Várias críticas e questionamentos surgiram nas duas mesas redondas que se seguiram à fala do ministro, em que especialistas expuseram suas opiniões sobre a transposição. No primeiro debate, cujo mediador foi o editor de política do Estado de Minas, Baptista Chagas de Almeida, o consultor legislativo da Câmara dos Deputados, José de Sena, defendeu um maior amadurecimento e melhor divulgação do projeto antes de sua realização, uma vez que, em sua opinião, a sociedade brasileira ainda não teve a chance de compreendê-lo com clareza. "Essa água terá um custo elevado, que só poderá servir à agricultura de subsistência com subsídios do governo. Devemos nos perguntar se a sociedade está disposta a financiar o subsídio", questionou.

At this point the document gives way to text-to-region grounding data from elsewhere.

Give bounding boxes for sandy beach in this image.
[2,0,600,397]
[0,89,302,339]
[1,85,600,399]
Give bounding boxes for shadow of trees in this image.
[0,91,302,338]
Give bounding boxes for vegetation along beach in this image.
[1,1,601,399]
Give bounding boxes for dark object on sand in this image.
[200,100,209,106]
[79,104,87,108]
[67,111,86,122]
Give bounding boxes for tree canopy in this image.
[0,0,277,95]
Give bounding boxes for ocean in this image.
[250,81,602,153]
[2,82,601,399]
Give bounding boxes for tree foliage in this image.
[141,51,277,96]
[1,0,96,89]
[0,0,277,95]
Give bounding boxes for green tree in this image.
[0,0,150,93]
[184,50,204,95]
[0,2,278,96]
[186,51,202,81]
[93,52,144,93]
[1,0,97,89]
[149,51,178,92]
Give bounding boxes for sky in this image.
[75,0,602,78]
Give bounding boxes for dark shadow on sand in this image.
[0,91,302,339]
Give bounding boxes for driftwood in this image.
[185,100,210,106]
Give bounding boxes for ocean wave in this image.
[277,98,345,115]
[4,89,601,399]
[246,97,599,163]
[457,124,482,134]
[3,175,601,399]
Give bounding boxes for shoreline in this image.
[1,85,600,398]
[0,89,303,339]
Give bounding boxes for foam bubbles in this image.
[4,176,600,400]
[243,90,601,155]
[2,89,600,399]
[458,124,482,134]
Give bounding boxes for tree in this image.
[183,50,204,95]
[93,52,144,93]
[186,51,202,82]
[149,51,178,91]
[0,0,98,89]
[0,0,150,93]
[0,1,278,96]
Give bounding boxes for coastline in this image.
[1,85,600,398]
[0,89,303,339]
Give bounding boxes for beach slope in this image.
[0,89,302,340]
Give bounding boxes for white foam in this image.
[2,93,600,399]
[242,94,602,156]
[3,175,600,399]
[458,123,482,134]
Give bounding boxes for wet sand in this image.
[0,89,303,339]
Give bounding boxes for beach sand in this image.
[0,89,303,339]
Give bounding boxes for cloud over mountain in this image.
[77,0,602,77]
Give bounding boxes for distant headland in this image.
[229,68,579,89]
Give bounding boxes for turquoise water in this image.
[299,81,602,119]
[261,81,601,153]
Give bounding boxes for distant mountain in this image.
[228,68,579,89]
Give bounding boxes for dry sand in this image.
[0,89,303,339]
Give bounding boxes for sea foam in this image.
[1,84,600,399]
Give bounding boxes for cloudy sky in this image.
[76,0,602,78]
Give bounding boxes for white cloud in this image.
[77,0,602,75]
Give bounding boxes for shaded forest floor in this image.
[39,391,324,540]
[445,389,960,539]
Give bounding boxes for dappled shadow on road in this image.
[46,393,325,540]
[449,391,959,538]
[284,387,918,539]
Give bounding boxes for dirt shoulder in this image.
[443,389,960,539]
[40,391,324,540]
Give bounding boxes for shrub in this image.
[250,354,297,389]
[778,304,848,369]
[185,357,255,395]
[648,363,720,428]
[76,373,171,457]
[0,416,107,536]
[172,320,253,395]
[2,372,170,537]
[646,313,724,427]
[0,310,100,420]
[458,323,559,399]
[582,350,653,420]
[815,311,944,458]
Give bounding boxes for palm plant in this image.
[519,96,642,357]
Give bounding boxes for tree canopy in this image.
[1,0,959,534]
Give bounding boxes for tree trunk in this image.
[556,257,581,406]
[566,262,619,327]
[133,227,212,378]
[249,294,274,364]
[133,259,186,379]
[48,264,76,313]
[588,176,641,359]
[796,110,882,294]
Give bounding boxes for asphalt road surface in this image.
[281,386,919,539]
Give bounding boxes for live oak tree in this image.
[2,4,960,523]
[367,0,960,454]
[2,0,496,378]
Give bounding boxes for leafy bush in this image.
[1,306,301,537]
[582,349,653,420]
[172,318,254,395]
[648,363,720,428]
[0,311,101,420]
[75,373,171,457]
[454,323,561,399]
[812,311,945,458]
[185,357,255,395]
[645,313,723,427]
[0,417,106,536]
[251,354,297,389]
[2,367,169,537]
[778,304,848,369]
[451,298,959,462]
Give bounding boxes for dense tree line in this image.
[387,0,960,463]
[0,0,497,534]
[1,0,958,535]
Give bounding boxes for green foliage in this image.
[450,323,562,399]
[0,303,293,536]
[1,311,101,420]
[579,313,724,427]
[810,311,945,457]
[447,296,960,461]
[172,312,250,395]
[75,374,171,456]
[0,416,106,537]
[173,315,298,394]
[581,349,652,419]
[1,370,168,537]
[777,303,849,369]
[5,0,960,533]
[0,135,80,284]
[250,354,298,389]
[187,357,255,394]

O presidente do Comitê da Bacia do São Francisco, Thomaz Matta Machado, outro debatedor da primeira mesa-redonda, argumentou que o sucesso da transposição esbarra no conflito pelo uso da água nos estados. "O projeto pode transformar o São Francisco em um novo Colorado", disse, referindo-se ao rio norte-americano que terminou degradado por conta de disputas pelos estados sobre a quantidade de água de que cada um disporia. Machado propõe um pacto de gestão das águas do rio, feito pelos estados por onde ele passa, para garantir o abastecimento de todas as regiões e ao mesmo tempo preservar a bacia do " Velho Chico".

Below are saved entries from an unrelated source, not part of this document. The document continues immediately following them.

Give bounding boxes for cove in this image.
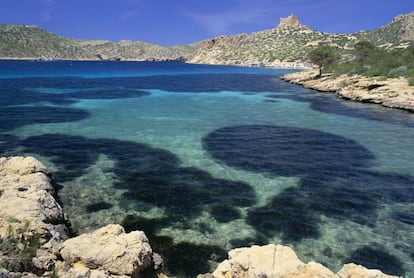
[0,60,413,277]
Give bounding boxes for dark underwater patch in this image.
[202,125,374,177]
[0,106,89,132]
[247,186,320,241]
[204,125,414,242]
[209,204,241,223]
[19,133,258,276]
[21,133,256,223]
[86,201,113,213]
[345,244,405,277]
[265,89,414,128]
[392,210,414,225]
[122,214,227,277]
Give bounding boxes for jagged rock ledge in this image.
[199,244,398,278]
[281,69,414,112]
[0,156,160,277]
[0,156,401,277]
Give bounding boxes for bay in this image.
[1,60,413,277]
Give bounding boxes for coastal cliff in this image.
[0,156,401,277]
[281,69,414,112]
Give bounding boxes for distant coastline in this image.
[1,11,413,67]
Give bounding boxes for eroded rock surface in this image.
[0,156,68,272]
[58,224,154,277]
[0,156,159,277]
[205,244,399,278]
[281,70,414,112]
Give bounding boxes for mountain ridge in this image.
[0,11,413,64]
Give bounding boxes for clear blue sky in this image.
[1,0,413,46]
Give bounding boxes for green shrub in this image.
[0,220,41,273]
[329,42,414,85]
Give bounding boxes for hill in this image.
[0,24,195,61]
[188,12,414,66]
[0,11,413,64]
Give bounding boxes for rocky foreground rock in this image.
[0,156,158,277]
[0,156,401,277]
[200,244,398,278]
[281,69,414,112]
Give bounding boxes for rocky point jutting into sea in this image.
[281,69,414,112]
[0,157,399,277]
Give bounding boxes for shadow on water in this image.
[20,133,256,277]
[203,124,414,276]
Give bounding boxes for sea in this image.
[0,60,413,277]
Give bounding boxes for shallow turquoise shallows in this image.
[1,60,413,277]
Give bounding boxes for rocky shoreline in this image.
[0,157,401,277]
[281,69,414,112]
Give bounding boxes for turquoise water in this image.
[1,61,414,277]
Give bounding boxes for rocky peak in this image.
[277,14,301,28]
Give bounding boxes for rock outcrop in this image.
[0,156,67,239]
[281,69,414,112]
[57,224,157,277]
[203,244,398,278]
[0,156,69,272]
[0,156,159,278]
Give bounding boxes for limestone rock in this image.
[0,268,40,277]
[281,70,414,112]
[338,263,398,278]
[53,261,125,278]
[0,156,69,273]
[209,244,399,278]
[212,244,336,278]
[0,156,50,177]
[0,156,67,240]
[59,224,153,277]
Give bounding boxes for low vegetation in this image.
[0,218,41,273]
[309,41,414,85]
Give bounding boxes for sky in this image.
[1,0,414,46]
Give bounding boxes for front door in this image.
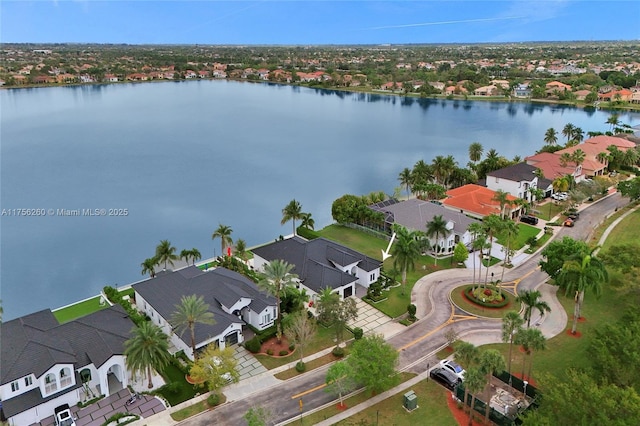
[343,285,353,298]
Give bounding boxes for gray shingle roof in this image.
[132,267,275,346]
[487,162,538,182]
[252,237,381,293]
[370,198,479,235]
[1,306,134,386]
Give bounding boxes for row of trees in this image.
[140,240,202,278]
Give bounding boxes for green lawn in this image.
[157,363,198,406]
[600,208,640,251]
[535,201,565,221]
[53,296,109,323]
[495,223,540,250]
[317,224,387,261]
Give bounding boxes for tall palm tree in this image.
[300,212,315,230]
[606,113,620,131]
[491,189,511,219]
[281,199,303,236]
[258,259,298,341]
[572,127,584,143]
[479,349,506,424]
[467,222,484,289]
[556,252,608,334]
[559,152,572,168]
[502,311,524,380]
[473,233,490,289]
[571,149,586,168]
[482,214,504,286]
[234,239,247,263]
[562,123,575,143]
[544,127,558,145]
[501,219,519,281]
[454,341,479,416]
[190,248,202,265]
[398,167,413,198]
[124,322,171,388]
[180,249,191,265]
[425,215,451,264]
[431,155,448,186]
[171,295,215,359]
[155,240,178,270]
[411,159,433,187]
[212,224,233,256]
[468,142,484,165]
[515,327,546,381]
[391,225,421,294]
[516,290,551,328]
[141,257,158,278]
[464,367,485,426]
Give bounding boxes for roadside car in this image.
[430,367,461,390]
[440,359,466,380]
[520,215,539,225]
[54,404,76,426]
[564,218,575,227]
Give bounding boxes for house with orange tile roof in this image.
[442,184,520,220]
[525,152,583,182]
[545,81,572,91]
[552,135,635,177]
[598,89,633,102]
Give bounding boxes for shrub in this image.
[332,346,345,358]
[244,337,262,354]
[295,361,306,373]
[353,327,363,340]
[207,393,221,407]
[159,381,182,394]
[279,350,289,356]
[288,343,296,351]
[266,349,274,356]
[407,304,417,320]
[296,226,321,240]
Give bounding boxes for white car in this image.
[440,359,466,381]
[54,404,76,426]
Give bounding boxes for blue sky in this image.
[2,1,638,45]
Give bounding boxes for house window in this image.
[25,376,33,386]
[45,373,57,393]
[369,273,376,281]
[11,381,19,392]
[60,367,72,387]
[263,312,272,324]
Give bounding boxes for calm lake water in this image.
[2,80,639,320]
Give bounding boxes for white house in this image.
[132,266,277,360]
[486,162,540,203]
[369,199,480,253]
[252,237,381,302]
[0,306,134,425]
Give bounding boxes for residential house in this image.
[574,89,592,101]
[556,135,636,177]
[485,163,540,203]
[198,70,210,79]
[474,85,499,96]
[525,152,583,182]
[104,74,118,82]
[490,79,510,90]
[133,266,277,360]
[442,184,519,219]
[368,199,480,254]
[212,70,227,79]
[631,85,640,104]
[513,83,531,97]
[598,89,633,102]
[0,306,135,426]
[252,237,381,301]
[184,70,197,79]
[545,81,572,91]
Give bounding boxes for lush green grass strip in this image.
[157,362,198,406]
[53,296,109,323]
[495,223,540,250]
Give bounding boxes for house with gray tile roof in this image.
[0,305,134,426]
[132,266,276,360]
[369,198,480,253]
[252,237,381,301]
[486,162,540,203]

A segunda e última mesa redonda do dia, mediada pelo editor de economia do Correio Braziliense, Raul Pilati, foi marcada por um embate entre um expositor técnico e um emotivo. Enquanto o consultor do Projeto de Transposição do Rio São Francisco, Rômulo de Macêdo Vieira, apresentava números e explicações detalhadas do projeto, o professor, ambientalista e presidente da Comissão de Direito Ambiental da Ordem dos Advogados do Brasil (OAB – MG), Mário Werneck , expunha de forma eloqüente toda as suas ressalvas contra a transposição.

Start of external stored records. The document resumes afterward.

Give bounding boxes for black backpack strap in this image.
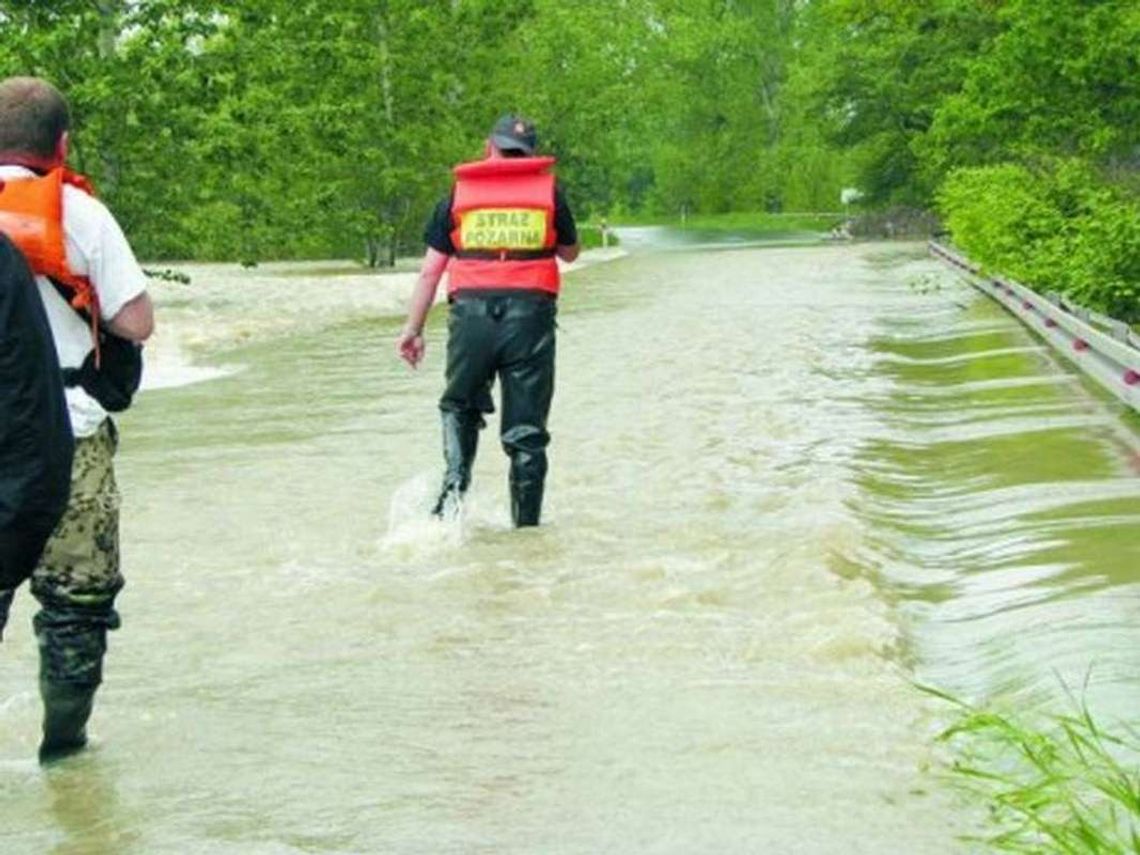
[45,276,105,381]
[46,278,92,387]
[47,276,94,325]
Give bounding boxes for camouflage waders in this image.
[31,420,123,760]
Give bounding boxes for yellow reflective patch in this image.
[460,208,546,250]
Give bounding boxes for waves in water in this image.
[3,244,1137,852]
[848,253,1140,722]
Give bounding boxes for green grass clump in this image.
[579,224,620,249]
[923,685,1140,853]
[611,210,842,233]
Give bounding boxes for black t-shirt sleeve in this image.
[424,182,578,254]
[423,195,456,255]
[554,186,578,246]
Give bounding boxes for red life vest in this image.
[0,167,100,315]
[447,156,561,296]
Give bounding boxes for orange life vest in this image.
[0,167,100,317]
[447,156,560,296]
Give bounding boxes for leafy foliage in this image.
[939,161,1140,322]
[0,0,1135,320]
[787,0,1139,319]
[924,684,1140,854]
[0,1,814,260]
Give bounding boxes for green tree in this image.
[918,0,1140,182]
[786,0,1001,205]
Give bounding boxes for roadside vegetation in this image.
[926,685,1140,854]
[2,3,1135,321]
[4,0,1138,839]
[939,162,1140,322]
[577,224,618,250]
[609,211,842,235]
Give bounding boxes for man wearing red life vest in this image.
[396,115,580,526]
[0,77,154,762]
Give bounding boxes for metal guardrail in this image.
[929,241,1140,412]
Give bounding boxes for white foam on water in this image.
[134,248,628,396]
[379,473,520,567]
[380,472,468,559]
[0,689,36,718]
[141,362,239,391]
[0,757,41,777]
[139,326,240,391]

Macêdo Vieira aproveitou para alfinetar os opositores do projeto e enfatizou que a melhor e mais eficiente solução para a seca no Nordeste é a realmente a polêmica proposta, exemplificando que, no Ceará, a média de água per capita é de menos de 300 metros cúbicos, abaixo do índice recomendado pela Organização das Nações Unidas (ONU). Já Mário Werneck lembrou os ideais de liberdade do povo de Minas Gerais, berço do São Francisco, e disse que os mineiros não estão contra o Nordeste e que defendem outras formas de solucionar o problema da seca. "Somos contra esse projeto da transposição, que é uma mentira, e vamos lutar até a última gota de sangue. Mas de forma alguma estamos contra a Paraíba, Ceará ou qualquer outro estado nordestino. O povo das Gerais sempre esteve ao lado da liberdade e dos interesses do país", frisou.